Performance of matrix division


#1

I have a question regarding the performance of matrix division (/).
During some calculations, I noticed a huge impact of 3x3-Matrix divisions compared to expectations I had from a similar matlab program. Therefore, I made some test with / as well as \. I noticed significant performance improvements for A/B if I manually step through the lines of A.
Here the Code:

using LinearAlgebra

using BenchmarkTools


function funDiv1(A, B)
    return C = A/B
end

function funDiv2(A,B)
    C = similar(A)
    LineNum = size(A, 1)
    for iL = 1:LineNum
        C[iL, :] = A[iL, :]'/B
    end
    return C
end

A = convert(Matrix{Float64}, [1 3 7; 17 28 33; 2 0 7])
B = convert(Matrix{Float64}, [2 5 23; 1 45 2; 4 2 12])
Bf = factorize(B)

bench1 = @benchmark funDiv1($A, $Bf)
bench2 = @benchmark funDiv2($A, $Bf)

On my system, the median time is about 13 micro seconds for funDiv1 and .5 for funDiv2.
Is there a good reason for the additional computation time or can I use the second function for a performance improvement?


#2

For 3x3 arrays, try use StaticArrays.jl:

julia> using StaticArrays

julia> A = SMatrix{3,3, Float64}([1 3 7; 17 28 33; 2 0 7]);

julia> B = SMatrix{3,3, Float64}([2 5 23; 1 45 2; 4 2 12]);

julia> @btime $A / $B
  105.613 ns (0 allocations: 0 bytes)
3×3 SArray{Tuple{3,3},Float64,2,9}:
  0.237344    0.0348455  0.122617
 -1.02761     0.530572   4.63116
  0.0571992  -0.0276134  0.478304

#3

Thanks, this is indeed a hugh improvement. I now get:

julia> A = SMatrix{3,3, ComplexF64}([1 3 7; 17 28 33; 2 0 7]);

julia> B = SMatrix{3,3, ComplexF64}([2 5 23; 1 45 2; 4 2 12]);

julia> @benchmark funDiv1($A, $B)
BenchmarkTools.Trial:
  memory estimate:  0 bytes
  allocs estimate:  0
  --------------
  minimum time:     579.459 ns (0.00% GC)
  median time:      580.541 ns (0.00% GC)
  mean time:        604.950 ns (0.00% GC)
  maximum time:     1.915 μs (0.00% GC)
  --------------
  samples:          10000
  evals/sample:     185

julia> @benchmark funDiv2($A, $B)
BenchmarkTools.Trial:
  memory estimate:  160 bytes
  allocs estimate:  1
  --------------
  minimum time:     353.521 ns (0.00% GC)
  median time:      387.324 ns (0.00% GC)
  mean time:        405.726 ns (0.00% GC)
  maximum time:     1.650 μs (0.00% GC)
  --------------
  samples:          10000
  evals/sample:     213

So the second function is still faster. Is there a downside for this approach?


#4

Right now the implementation for A/B works by computing (B' \ A')', which adds some overhead for small matrices. It should be straightforward to write a more specialized A/B method, and this would make a good PR.

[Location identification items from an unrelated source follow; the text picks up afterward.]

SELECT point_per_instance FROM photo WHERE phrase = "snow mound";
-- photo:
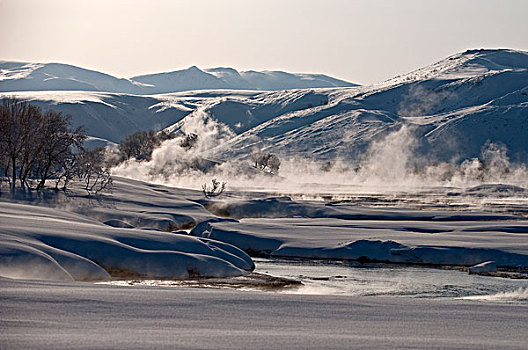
(454, 242)
(52, 240)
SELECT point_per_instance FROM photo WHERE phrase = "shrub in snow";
(216, 189)
(265, 161)
(189, 141)
(35, 145)
(92, 171)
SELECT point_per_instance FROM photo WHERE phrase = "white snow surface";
(78, 238)
(280, 227)
(87, 316)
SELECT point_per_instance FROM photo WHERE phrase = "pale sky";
(363, 41)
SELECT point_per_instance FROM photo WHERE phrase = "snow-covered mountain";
(454, 107)
(21, 76)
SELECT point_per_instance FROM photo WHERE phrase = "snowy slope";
(454, 108)
(23, 76)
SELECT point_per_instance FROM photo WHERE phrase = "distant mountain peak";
(23, 76)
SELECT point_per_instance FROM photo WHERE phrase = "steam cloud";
(390, 164)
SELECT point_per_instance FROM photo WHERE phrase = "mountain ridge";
(454, 106)
(23, 76)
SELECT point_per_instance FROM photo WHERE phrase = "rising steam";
(390, 164)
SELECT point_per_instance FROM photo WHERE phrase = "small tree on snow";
(266, 161)
(216, 189)
(189, 141)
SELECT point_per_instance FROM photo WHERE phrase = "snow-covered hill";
(22, 76)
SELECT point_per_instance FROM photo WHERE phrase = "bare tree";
(91, 169)
(14, 122)
(266, 161)
(57, 145)
(189, 141)
(216, 188)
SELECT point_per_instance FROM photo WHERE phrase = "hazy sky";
(361, 41)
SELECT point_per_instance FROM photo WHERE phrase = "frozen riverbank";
(87, 316)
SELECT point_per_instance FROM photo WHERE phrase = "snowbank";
(414, 240)
(95, 242)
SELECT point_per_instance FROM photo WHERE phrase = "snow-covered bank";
(455, 242)
(87, 316)
(125, 234)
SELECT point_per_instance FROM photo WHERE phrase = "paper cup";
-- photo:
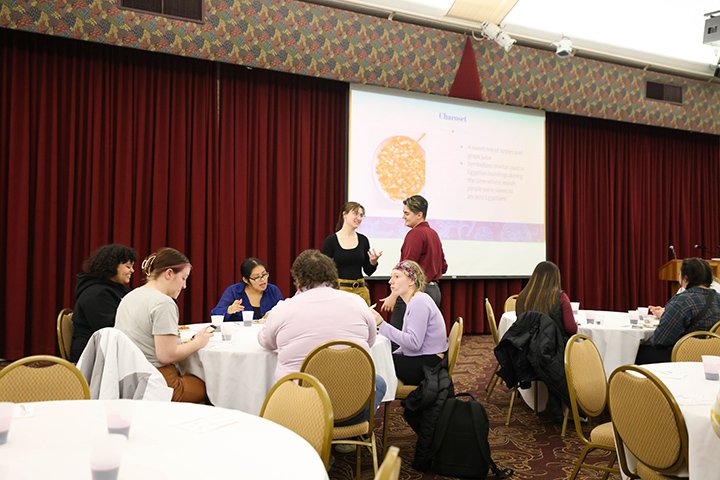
(6, 412)
(106, 455)
(118, 414)
(711, 365)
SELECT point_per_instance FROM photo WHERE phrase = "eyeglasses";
(262, 276)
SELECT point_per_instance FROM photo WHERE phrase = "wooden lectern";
(671, 272)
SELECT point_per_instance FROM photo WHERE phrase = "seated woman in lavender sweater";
(423, 336)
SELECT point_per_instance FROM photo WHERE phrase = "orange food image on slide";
(400, 167)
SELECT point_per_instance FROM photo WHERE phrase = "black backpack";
(460, 444)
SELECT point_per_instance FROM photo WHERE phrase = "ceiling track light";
(495, 33)
(563, 47)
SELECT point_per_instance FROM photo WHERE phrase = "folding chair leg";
(386, 418)
(512, 402)
(565, 416)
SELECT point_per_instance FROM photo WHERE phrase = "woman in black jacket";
(100, 287)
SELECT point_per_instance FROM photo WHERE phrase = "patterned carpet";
(531, 445)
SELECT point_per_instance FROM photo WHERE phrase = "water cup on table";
(118, 414)
(6, 412)
(227, 329)
(575, 306)
(106, 455)
(711, 365)
(217, 320)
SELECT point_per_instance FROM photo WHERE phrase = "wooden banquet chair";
(390, 468)
(510, 303)
(304, 408)
(647, 421)
(402, 392)
(42, 378)
(587, 386)
(65, 329)
(347, 372)
(694, 345)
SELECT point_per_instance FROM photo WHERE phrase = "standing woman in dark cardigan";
(351, 251)
(101, 285)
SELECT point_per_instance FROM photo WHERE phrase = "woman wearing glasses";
(254, 292)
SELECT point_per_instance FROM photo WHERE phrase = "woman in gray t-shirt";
(150, 317)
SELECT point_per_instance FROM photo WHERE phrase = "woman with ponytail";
(423, 336)
(150, 317)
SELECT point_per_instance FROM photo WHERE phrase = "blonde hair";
(157, 262)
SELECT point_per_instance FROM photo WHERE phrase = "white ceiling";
(663, 34)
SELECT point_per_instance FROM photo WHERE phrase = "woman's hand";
(235, 307)
(388, 303)
(374, 255)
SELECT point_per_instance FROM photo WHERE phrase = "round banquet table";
(167, 440)
(695, 396)
(239, 373)
(614, 338)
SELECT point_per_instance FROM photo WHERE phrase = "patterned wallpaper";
(295, 37)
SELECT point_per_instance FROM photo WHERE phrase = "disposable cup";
(247, 317)
(711, 365)
(106, 456)
(227, 330)
(118, 414)
(6, 412)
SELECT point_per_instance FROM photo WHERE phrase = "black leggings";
(409, 369)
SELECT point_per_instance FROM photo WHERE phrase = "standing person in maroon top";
(422, 245)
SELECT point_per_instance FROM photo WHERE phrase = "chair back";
(694, 345)
(646, 420)
(587, 384)
(390, 468)
(42, 378)
(303, 408)
(348, 374)
(454, 340)
(491, 322)
(65, 329)
(510, 303)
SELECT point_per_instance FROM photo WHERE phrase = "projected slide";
(481, 168)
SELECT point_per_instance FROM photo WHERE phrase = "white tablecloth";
(167, 441)
(238, 374)
(695, 396)
(616, 341)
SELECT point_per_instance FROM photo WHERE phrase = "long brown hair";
(542, 291)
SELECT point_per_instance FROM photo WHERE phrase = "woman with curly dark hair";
(105, 279)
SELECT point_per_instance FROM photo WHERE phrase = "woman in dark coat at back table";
(100, 287)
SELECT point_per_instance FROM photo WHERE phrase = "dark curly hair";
(103, 262)
(312, 269)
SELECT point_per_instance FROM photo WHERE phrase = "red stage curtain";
(99, 144)
(618, 196)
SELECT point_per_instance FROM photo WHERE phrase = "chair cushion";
(350, 431)
(603, 435)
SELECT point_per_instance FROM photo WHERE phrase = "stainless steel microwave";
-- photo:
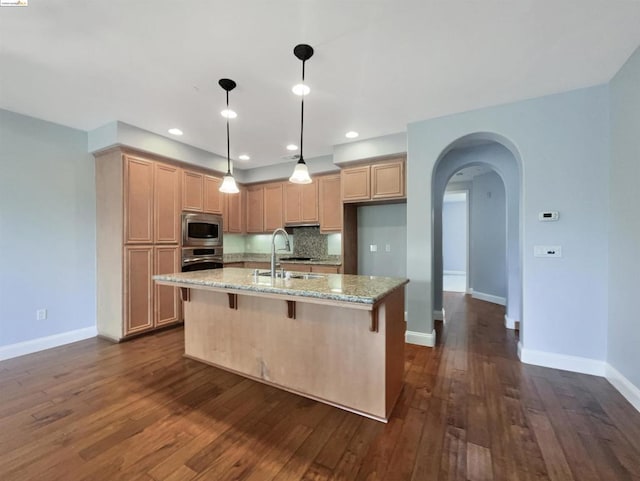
(201, 230)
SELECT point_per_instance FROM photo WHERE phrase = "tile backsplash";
(305, 242)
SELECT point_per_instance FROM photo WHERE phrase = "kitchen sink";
(289, 274)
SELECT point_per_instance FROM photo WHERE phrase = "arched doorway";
(496, 153)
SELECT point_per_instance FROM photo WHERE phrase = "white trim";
(421, 338)
(42, 343)
(554, 360)
(489, 298)
(622, 384)
(509, 323)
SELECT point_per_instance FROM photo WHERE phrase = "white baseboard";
(489, 298)
(421, 338)
(509, 323)
(42, 343)
(454, 273)
(626, 387)
(582, 365)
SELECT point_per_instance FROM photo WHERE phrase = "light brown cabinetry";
(212, 195)
(201, 192)
(138, 293)
(234, 214)
(255, 209)
(166, 204)
(138, 204)
(379, 181)
(330, 205)
(166, 259)
(138, 200)
(192, 191)
(301, 203)
(273, 206)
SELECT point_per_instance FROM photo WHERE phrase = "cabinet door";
(166, 204)
(292, 203)
(330, 203)
(234, 212)
(192, 191)
(166, 299)
(273, 207)
(356, 184)
(212, 195)
(138, 200)
(309, 203)
(138, 291)
(387, 180)
(255, 209)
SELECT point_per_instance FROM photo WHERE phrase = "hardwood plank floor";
(468, 411)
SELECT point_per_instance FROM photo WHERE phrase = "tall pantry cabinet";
(138, 204)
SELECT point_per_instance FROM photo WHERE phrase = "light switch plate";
(547, 251)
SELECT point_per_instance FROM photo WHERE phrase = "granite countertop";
(337, 287)
(282, 258)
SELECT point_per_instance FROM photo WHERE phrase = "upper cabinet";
(273, 206)
(200, 193)
(378, 181)
(212, 195)
(138, 200)
(255, 209)
(166, 204)
(192, 191)
(329, 203)
(234, 212)
(301, 203)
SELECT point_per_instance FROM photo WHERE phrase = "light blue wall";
(488, 236)
(382, 225)
(624, 222)
(563, 143)
(454, 236)
(47, 229)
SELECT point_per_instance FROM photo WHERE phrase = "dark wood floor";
(469, 410)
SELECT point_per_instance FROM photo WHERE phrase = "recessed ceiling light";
(301, 89)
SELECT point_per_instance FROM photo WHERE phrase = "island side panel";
(395, 326)
(327, 352)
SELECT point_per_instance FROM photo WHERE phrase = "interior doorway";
(455, 241)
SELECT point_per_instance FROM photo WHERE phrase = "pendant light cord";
(301, 159)
(228, 156)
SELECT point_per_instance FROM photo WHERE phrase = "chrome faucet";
(287, 247)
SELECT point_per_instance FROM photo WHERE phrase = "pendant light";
(228, 182)
(301, 172)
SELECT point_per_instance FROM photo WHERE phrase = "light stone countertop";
(336, 287)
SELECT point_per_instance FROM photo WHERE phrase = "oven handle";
(193, 260)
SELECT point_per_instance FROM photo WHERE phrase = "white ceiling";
(378, 64)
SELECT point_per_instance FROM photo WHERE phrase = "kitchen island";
(335, 338)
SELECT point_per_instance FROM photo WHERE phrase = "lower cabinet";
(147, 305)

No, I take that back: A \ B and A / B take about the same time even for 3x3 matrices, which indicates that the transposes aren’t the problem.

For the built-in Matrix type, it could be an OpenBLAS issue — OpenBLAS is optimized for large matrix–matrix operations, and so when it sees the tridiagonal solve that arises from A / B it may spend a lot of overhead deciding on the optimal blocking etcetera.

StaticArrays avoids all of this kind of overhead for small matrices, however, so if A / B is still slower than operating column-by-column with an SMatrix then this might be an issue in StaticArrays.


#5

After looking deeper into the code of StaticArrays, I think I found the cause. solve.jl introduces specialized functions for calculations with vectors up to the length of 3. But these are not applied when A (in B\A) is a Matrix.

If the dimensions of B is 4 or higher, the performance advantage changes and funDiv1 is faster than funDiv2. Though, this is only true for StaticArrays. I tested up to a dimension of 50 and the performance of Div2 is still better than Div1 for normal Arrays.

Another issue I found with StaticArrays: While it supports lu-factorization, the factorized matrix B can only be used with B\A and not with A/B.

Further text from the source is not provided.